Katharine Hudson and her husband were sailing their boat on Habersham Creek in Beaufort when they came across a lively pod of dolphins.
“The dolphins played with us for nearly a half hour as we drifted under very light winds,” she said.
Hudson captured part of the encounter on video.
In the video, the dolphins kept swimming underneath the boat, causing the tiny sailboat to rock back and forth.
“This isn’t the first time we’ve had this sort of playful visit with dolphins,” Hudson said. “They seem to appreciate the quiet motion of our small sailboat.”
Hudson said the dolphins even appeared to race their sailboat once it picked up speed.
Dolphin sightings certainly aren’t uncommon in Lowcountry waters. And the local dolphins are known to be extra-playful.
They’re also more likely to get up close and personal with boats, a local dolphin tour guide previously told an Island Packet reporter.
This is partially because the local dolphins remember the time it was legal for humans to feed them off our coast, the guide said.
Feeding marine wildlife — including dolphins and manatees — is against federal law. The Marine Mammal Protection Act was amended in 1994 to include feeding as a form of harassment.

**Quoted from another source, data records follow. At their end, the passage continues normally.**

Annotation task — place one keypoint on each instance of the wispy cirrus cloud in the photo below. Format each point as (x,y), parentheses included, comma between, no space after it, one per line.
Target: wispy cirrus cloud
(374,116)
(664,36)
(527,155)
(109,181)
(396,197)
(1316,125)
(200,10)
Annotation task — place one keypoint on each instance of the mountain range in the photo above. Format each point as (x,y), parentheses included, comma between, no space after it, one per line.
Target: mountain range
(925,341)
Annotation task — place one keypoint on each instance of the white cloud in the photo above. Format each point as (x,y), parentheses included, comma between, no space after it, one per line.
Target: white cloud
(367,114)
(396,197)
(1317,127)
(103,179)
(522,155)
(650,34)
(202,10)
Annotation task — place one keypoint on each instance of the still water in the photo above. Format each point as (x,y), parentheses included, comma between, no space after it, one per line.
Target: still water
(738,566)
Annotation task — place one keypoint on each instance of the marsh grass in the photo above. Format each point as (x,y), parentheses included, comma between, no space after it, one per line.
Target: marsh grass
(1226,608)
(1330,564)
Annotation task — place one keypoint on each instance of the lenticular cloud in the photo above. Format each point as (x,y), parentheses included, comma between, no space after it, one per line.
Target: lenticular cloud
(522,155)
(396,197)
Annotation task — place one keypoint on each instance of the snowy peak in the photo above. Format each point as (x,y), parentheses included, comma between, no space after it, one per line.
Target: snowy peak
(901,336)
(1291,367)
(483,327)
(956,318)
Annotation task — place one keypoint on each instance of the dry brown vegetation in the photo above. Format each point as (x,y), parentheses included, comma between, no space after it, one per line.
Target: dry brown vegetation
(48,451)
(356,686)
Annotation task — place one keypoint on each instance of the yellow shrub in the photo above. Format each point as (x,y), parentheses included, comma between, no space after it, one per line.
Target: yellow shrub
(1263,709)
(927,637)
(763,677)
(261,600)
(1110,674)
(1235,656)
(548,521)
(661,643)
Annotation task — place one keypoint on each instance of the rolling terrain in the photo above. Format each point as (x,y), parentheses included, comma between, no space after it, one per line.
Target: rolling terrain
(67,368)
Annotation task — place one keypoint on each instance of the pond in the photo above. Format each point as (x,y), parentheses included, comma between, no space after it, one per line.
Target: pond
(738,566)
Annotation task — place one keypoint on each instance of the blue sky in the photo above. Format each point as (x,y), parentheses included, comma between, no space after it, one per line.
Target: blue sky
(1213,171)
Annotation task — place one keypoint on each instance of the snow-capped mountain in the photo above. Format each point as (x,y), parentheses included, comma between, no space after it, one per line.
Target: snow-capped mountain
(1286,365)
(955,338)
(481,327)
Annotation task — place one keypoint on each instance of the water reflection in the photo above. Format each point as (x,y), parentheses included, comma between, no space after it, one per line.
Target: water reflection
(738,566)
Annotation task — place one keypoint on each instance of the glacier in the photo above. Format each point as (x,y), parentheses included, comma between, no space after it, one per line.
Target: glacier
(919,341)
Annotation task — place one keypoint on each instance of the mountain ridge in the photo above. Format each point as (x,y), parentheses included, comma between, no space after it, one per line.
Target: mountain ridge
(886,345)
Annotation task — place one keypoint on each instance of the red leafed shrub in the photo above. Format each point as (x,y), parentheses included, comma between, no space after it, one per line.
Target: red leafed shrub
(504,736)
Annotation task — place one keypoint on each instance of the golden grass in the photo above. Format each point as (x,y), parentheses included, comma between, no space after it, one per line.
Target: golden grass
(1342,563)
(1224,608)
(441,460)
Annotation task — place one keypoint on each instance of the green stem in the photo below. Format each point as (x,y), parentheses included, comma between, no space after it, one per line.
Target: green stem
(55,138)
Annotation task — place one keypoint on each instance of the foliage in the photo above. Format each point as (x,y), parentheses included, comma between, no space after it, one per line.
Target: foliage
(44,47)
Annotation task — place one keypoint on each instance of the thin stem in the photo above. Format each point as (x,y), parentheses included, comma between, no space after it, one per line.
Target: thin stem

The pod the Hudsons witnessed could have been migratory dolphins, which usually travel in groups of 10 to 20 dolphins. These pods make their way through Lowcountry waters during the winter months.
Local dolphins tend to be spotted in smaller groups.
Even though the sight wasn’t all that rare, Hudson said it was still special.
“These interactions are among the many experiences in nature that explain why having a home here in Beaufort is such a joy,” Hudson said.